In the view we have taken of the present case it is, perhaps, not necessary that we should very minutely consider to what extent the application of the rule may be varied or modified by the different circumstances of particular cases. We must be careful, however, that such a latitude be not given to the rule as would enable the corporation to evade liability in all cases, by entrenching itself behind its officers and agents.

In the view of the Circuit Judge, the Superintendent of a railway company stands upon exactly the same footing, as respects the applicability of this rule, with any other employee, however subordinate his position ; and so of the President ; and that the board of directors only, in view of the rule, is to be regarded as the principal, or master. Upon this question we have been referred to no authority exactly in point.

If this be correct, it will inevitably follow, that the company cannot be held liable, in a case like the present, unless it can be shown that the injury resulted from the direct action of the company, in its corporate capacity. This is absurd. The corporation of necessity acts through the instrumentality of its officers and agents. If not prohibited by the charter. *643it may delegate its authority to its officers and agents, so far as may be necessary to effect the purposes of its creation. It must act in this mode, or not act at all.

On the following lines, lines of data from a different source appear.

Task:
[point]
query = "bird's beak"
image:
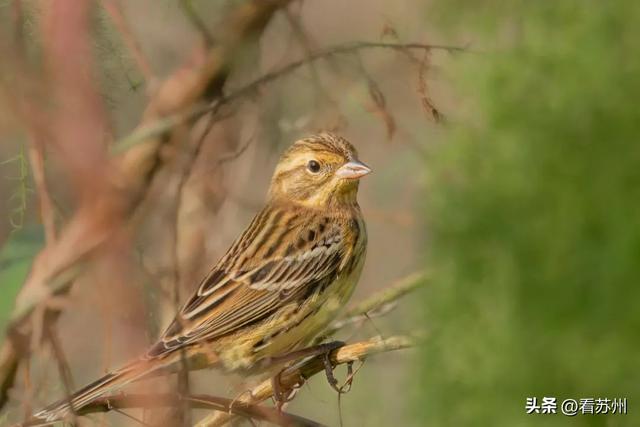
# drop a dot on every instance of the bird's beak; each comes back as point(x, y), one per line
point(353, 170)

The Superintendent may be said to be, as respects this particular company, from the power shown to have been given him by the Board, the immediate representative of the company — the corporate executive officer — intrusted, for the time, with the power and authority of the board of directors, so far as regards the control and management of the trains, and all the arrangements connected therewith.

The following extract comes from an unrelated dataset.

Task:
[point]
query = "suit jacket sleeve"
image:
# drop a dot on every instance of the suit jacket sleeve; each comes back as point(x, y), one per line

In this view, the company must be held liable for an injury resulting from the negligence, or improper order of the Superintendent, just as much as if it had emanated directly from an act of the company in its corporate capacity.

The matter of fact, that it was culpable negligence in the Superintendent to start a train from Nashville, out of time, without any precaution whatever to avoid a collision with a train coming in the opposite direction, is not denied.

But the instructions are erroneous in another respect. The principle stated above, does not apply “ where the servant injured was not, at the time of the injury, acting in the service of the master. In such case, the servant injured is substantially a stranger, and entitled to all the privileges he would have had, if he had not been a servant.” 6 Eng. R. cases, 580. Cited in 1 Am. R. cases, 568, in note.

The plaintiff, in the present case, may have been blamable for leaving his post of service, without permission from the proper source ; how that fact is, does not satisfactorily appear. But, admitting he was improperly absent without leave, still he was received on another train of the company without objection by the conductor — who was intrusted with the duty of excluding all persons not lawfully entitled to be on the train. And whatever may have been the exact relation of the plaintiff to the company, under these circumstances, it certainly cannot be said, in the sense of the rule, or in any proper sense, that he was then acting in the service of the company. The fact that his absence from duty, without per*644mission, may have made him liable to an action, by the company, does not affect the question before us.

For the foregoing reasons, we think the rule is not applicable to this case.

The fact that the plaintiff was riding in the baggage car does not affect the case : though, from the proof, that was the proper place for him to be, under the circumstances.

It is laid down in Redfield- on E. 381-2, that “ one being in the baggage car, with the knowledge of the conductor, will not preclude Mm from a recovery for an injury caused by a collision, even though he might, or would not have been injured if he had remained in the passenger car.” 14 Howard, (U. S.) 468.

Nor does it affect the question, that the plaintiff, at the time of the injury, was riding free.” The same author lays it down, that the liabilities of the company attach, although the passenger were riding upon a free ticket. ” Redfield on R., 328, and note. See also, 14 Howard (U. S.) R., 468.

Upon the whole case, we think’the judgment is erroneous! and it will be reversed.